Cutting a course: examining the effects of historical thinning treatments on directing forest response to bark beetle outbreaks

Abstract

Bark beetle outbreaks are major natural disturbances in temperate forests across the northern hemisphere, contributing to extensive tree mortality and driving forest change. Recent widespread and severe outbreaks—and projected climate-driven changes to disturbance activity—have raised concerns about forest resilience and the interaction of future outbreaks with other disturbances (e.g., fire). Thinning (i.e., density reduction) treatments may promote resilience to bark beetles by fostering resistance or bolstering forest capacity to respond post outbreak, but opportunities to test treatment efficacy and longevity have been rare.
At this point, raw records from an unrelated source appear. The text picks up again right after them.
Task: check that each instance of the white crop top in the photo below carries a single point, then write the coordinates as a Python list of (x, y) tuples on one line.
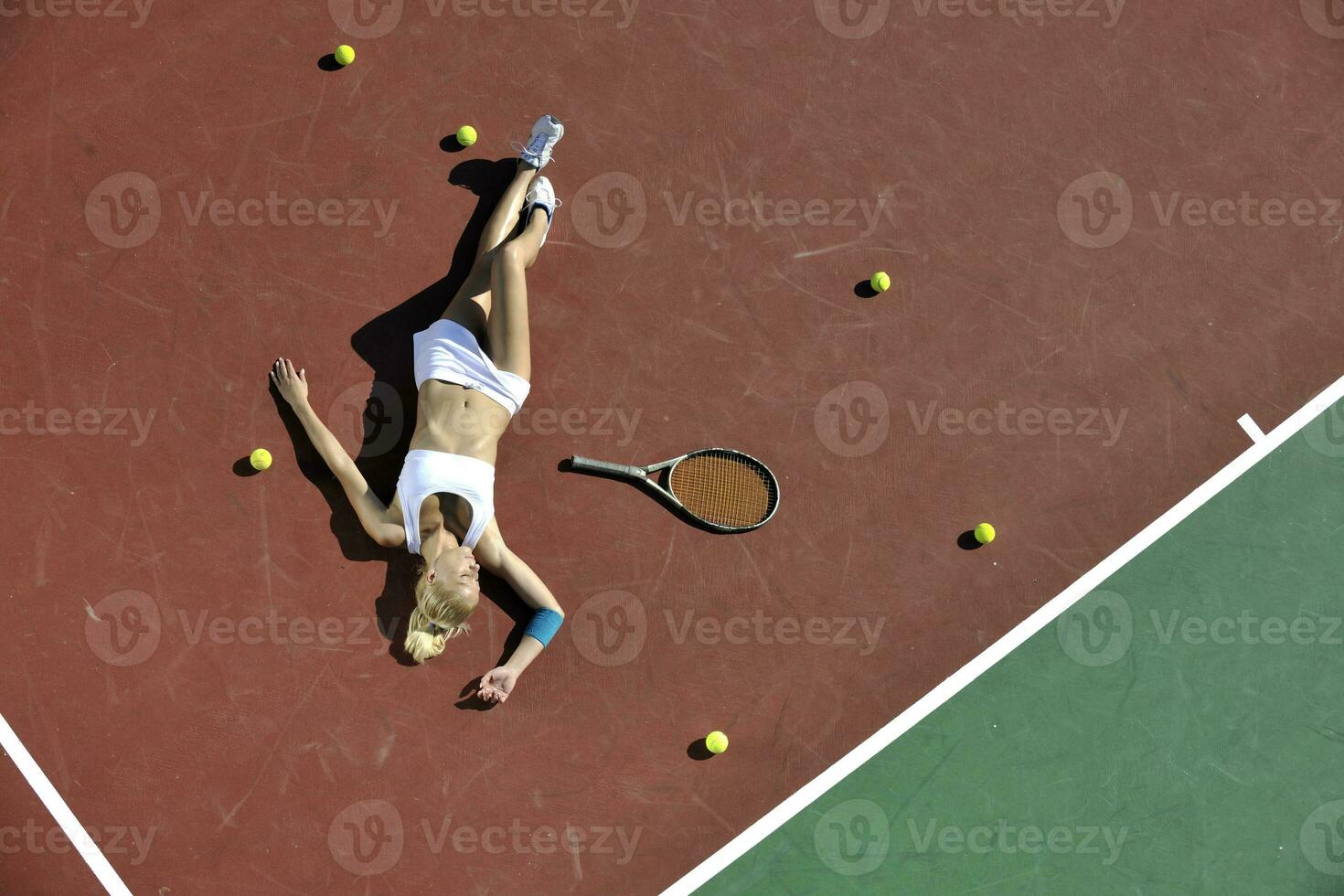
[(431, 472)]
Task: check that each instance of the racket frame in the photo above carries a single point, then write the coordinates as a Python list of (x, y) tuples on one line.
[(644, 475)]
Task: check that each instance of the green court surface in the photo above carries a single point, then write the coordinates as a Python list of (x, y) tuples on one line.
[(1180, 730)]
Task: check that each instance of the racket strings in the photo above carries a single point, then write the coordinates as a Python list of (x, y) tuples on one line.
[(726, 489)]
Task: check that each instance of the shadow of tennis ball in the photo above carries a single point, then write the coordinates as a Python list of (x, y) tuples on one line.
[(609, 629), (852, 837), (1097, 630), (1323, 838), (368, 837)]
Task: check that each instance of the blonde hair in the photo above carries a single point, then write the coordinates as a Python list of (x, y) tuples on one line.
[(441, 612)]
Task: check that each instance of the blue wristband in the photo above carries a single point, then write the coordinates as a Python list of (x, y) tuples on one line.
[(543, 624)]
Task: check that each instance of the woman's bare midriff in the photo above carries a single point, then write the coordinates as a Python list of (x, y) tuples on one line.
[(460, 421)]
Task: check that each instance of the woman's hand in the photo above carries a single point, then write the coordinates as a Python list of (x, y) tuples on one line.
[(293, 387), (496, 684)]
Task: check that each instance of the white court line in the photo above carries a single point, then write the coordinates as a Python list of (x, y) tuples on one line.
[(1252, 427), (60, 812), (811, 792)]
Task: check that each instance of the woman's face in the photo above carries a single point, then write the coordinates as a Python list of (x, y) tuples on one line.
[(456, 566)]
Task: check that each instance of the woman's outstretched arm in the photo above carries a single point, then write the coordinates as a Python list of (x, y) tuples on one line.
[(372, 513), (495, 557)]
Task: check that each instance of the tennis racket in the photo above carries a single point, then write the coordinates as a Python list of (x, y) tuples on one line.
[(720, 489)]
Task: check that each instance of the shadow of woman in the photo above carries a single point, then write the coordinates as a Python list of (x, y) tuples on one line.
[(389, 418)]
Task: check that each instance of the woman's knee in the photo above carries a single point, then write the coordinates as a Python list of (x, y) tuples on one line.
[(511, 254)]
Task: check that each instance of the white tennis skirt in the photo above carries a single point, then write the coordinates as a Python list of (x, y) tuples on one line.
[(449, 352)]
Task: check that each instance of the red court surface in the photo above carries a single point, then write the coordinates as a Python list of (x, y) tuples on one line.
[(186, 195)]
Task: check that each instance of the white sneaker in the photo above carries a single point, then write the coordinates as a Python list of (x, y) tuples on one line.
[(546, 133), (542, 195)]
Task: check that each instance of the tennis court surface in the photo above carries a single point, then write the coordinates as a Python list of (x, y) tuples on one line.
[(1113, 240)]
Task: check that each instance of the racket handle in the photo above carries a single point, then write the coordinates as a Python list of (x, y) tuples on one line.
[(589, 465)]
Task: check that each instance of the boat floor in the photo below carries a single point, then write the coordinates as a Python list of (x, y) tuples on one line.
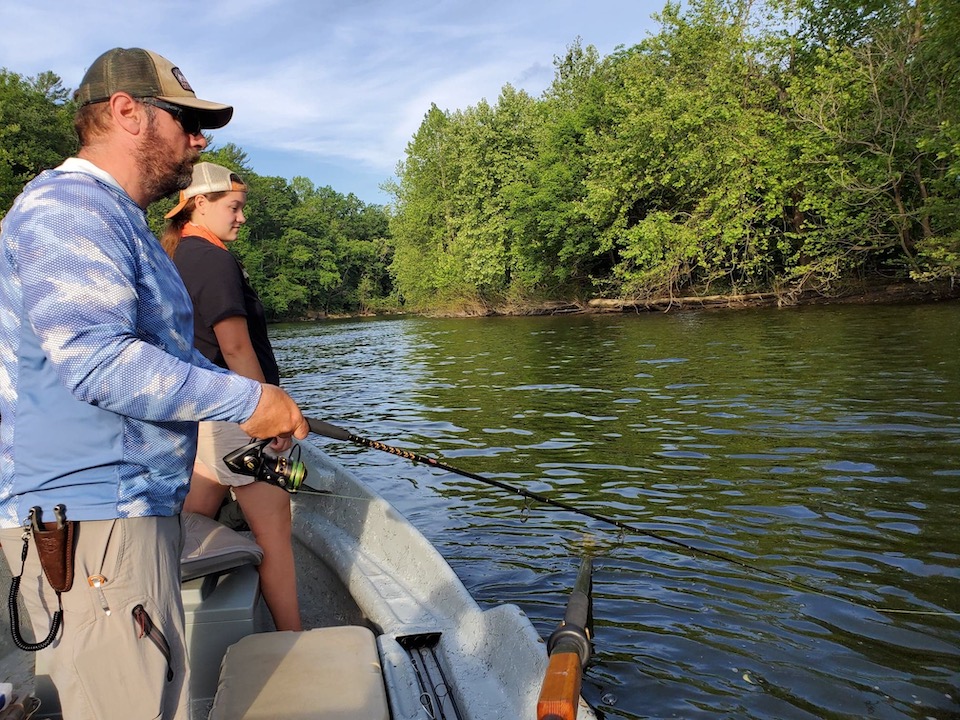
[(324, 602)]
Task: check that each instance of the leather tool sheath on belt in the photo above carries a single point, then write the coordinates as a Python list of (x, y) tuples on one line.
[(55, 548)]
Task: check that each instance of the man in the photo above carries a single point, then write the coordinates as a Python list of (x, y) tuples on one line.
[(100, 390)]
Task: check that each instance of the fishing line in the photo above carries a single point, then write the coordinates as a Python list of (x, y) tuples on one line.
[(333, 432)]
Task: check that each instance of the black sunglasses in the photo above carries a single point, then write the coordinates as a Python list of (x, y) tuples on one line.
[(189, 121)]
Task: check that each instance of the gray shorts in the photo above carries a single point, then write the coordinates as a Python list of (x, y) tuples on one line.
[(217, 439), (101, 666)]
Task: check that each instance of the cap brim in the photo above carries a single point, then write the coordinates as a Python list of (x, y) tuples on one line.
[(178, 207), (212, 115)]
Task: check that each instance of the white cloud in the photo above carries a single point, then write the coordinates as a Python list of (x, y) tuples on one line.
[(330, 83)]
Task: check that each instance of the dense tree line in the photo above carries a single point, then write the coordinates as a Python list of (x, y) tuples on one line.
[(747, 145), (788, 145)]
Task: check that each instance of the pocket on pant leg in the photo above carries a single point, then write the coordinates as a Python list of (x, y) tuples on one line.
[(124, 674)]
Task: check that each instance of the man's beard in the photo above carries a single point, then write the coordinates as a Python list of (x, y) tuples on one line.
[(161, 174)]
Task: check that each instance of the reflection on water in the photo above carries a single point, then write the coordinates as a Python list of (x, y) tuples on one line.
[(819, 444)]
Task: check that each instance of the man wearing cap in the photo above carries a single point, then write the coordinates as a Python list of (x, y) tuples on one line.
[(101, 390)]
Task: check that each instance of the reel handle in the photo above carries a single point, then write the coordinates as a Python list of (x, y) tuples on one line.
[(284, 472)]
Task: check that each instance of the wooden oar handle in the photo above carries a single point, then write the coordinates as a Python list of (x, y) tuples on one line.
[(560, 695)]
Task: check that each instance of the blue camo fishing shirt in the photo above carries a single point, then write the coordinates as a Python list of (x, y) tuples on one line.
[(100, 386)]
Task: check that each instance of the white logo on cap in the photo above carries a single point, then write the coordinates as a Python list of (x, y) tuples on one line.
[(181, 79)]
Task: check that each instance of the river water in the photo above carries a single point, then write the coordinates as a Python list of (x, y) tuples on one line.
[(819, 447)]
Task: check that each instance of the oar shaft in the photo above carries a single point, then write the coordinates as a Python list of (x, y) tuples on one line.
[(569, 648)]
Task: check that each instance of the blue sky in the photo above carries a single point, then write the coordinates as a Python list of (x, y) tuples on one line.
[(332, 91)]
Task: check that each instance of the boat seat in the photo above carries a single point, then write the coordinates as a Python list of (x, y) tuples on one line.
[(210, 548), (329, 673)]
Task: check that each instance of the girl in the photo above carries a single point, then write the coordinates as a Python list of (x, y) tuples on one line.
[(231, 330)]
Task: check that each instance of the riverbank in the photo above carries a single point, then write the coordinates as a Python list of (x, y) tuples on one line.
[(862, 293)]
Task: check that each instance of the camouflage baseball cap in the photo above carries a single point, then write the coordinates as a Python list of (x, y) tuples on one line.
[(142, 74)]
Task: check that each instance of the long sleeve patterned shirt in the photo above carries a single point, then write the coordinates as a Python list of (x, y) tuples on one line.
[(100, 386)]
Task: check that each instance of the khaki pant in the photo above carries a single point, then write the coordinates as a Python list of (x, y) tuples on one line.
[(103, 669)]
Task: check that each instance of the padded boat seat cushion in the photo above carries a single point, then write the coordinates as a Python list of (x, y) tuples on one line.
[(324, 674), (209, 547)]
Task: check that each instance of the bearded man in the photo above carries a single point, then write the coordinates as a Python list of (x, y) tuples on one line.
[(100, 394)]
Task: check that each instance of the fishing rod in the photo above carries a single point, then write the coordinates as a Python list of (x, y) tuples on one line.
[(333, 432), (289, 474)]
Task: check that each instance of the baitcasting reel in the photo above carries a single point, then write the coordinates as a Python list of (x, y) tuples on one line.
[(287, 473)]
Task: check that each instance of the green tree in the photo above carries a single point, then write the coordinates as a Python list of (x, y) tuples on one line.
[(36, 129)]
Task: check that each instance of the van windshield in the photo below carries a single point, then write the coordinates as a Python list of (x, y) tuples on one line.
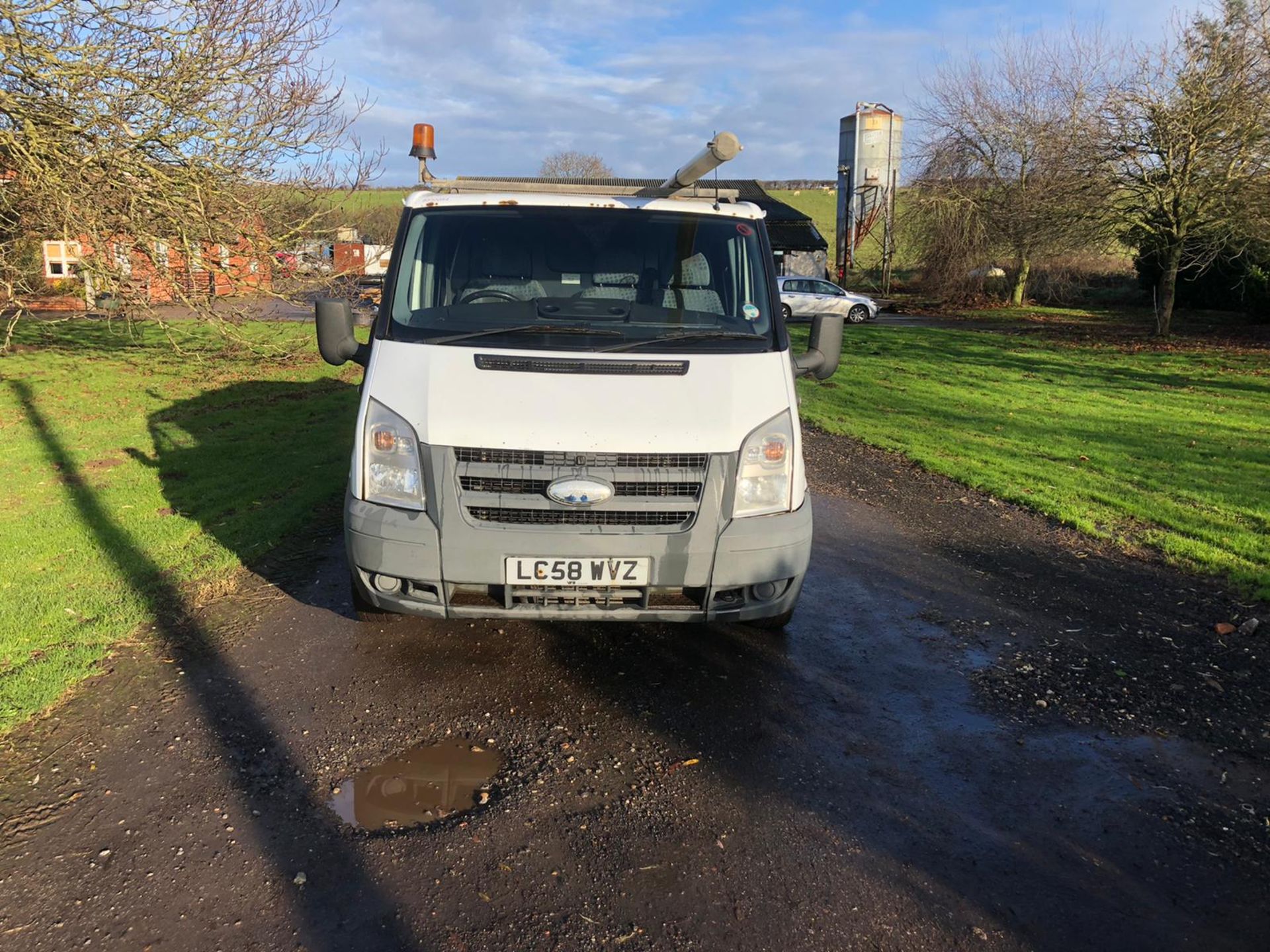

Further, forest managers must consider the effects of thinning on additional objectives such as tradeoffs between fire hazard mitigation and carbon storage. Here, I used a replicated study of old-growth lodgepole pine stands thinned in 1940 and affected by a recent (early 2000s) severe mountain pine beetle outbreak to examine the effects of thinning on (1) components of resilience to outbreak, and (2) post-outbreak fire hazard and carbon storage. I measured stand structural attributes in the field ~8 years post-outbreak and compared resistance to beetle attack (tree- and stand-scale survival), successional trajectories, fuel profiles, and aboveground carbon biomass between uncut (control) and thinned treatment units. Thinning six decades prior to mountain pine beetle outbreak had limited effects on resistance, but additional effects of thinning on stand trajectories, surface and canopy fuel profiles, and aboveground carbon storage persisted following severe outbreak. This study broadens the temporal extent of our understanding of thinning effects on directing forest response to bark beetle outbreaks, with important implications for developing effective management decisions in the face of global change.